Who needs movies? Just stay home and live life!

Now this is an Edward Yang film worth watching, even despite its running time. Yang’s other list film, A Brighter Summer Day, I remember almost nothing of, probably because it was so unremarkable, and the four-hour running time made you feel every second of it, so my brain probably shut itself down during most of it as a self-defense mechanism. I’m sure part of it was the fact that it was technically a period piece, taking place in the first half of the century. Yi Yi, subtitled A One and a Two, is squarely set in the modern age, and that was only one of the things that Yang ended up doing right in this film that made me not only able to get through it, but to come out the other end spellbound at the experience I’d just had.
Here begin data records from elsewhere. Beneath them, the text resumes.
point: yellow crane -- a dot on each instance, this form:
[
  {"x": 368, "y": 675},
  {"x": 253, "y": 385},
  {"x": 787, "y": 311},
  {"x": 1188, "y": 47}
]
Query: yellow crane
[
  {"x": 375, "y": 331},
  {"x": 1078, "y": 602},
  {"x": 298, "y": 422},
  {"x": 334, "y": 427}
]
The film follows the life of the Jian family, specifically through three of its members in three narrative threads. The first is the father, NJ, who struggles with his job and how he feels he isn’t suited for it, all while an old crush from school suddenly reappears in his life. The second is the teenage daughter, Ting-Ting, who finds herself in-between one of her friends and their boyfriend while they quarrel, passing messages between them, until finally a love triangle blossoms. The third is the young boy, Yang-Yang, who has his own problems at school, and finds a way to channel his own interests into a new hobby. Each of the three main storylines is a different beast, as they should be; the father’s story seemed mired in business experience, and thus was, for me, the most obfuscated, while the stories following the daughter and young son were much more accessible. I personally enjoyed Yang-Yang’s odyssey with his camera the most, trying to, in his words, capture the half of life that people don’t see. It was poignant, and even more so that it was this young kid, only eight years old, who was doing it. The others were well enough in their own right, but where Yi Yi really succeeds isn’t in the individual parts or assets, as well done as virtually all of them are. Yi Yi is a fantastic example of a film that, everything blended together, ends up somehow more than the sum of its parts. I’ve seen other reviewers basically speechless as to how to describe the allure of this film, and others who are nearly so, able only to articulate that this film is basically life itself. That’s about where I ended up, and even despite the nearly three-hour running time, I found myself loving this more and more as it went on.

Now, one might very easily run into the argument that there really isn’t much to this one; that after watching it, you basically don’t have anything to show for it on the other end. Honestly, they’d be right; there isn’t much of a payoff to this film. What this is is a portrait of a family in a particular place and time, just like any other portrait you would hang on your wall, only this one is made with moving images rather than just one still frame. It’s films like Yi Yi that really emphasize the medium of motion pictures, and what they can be used for. I can’t attest to Yang’s other film making the list, but this is one I will happily champion.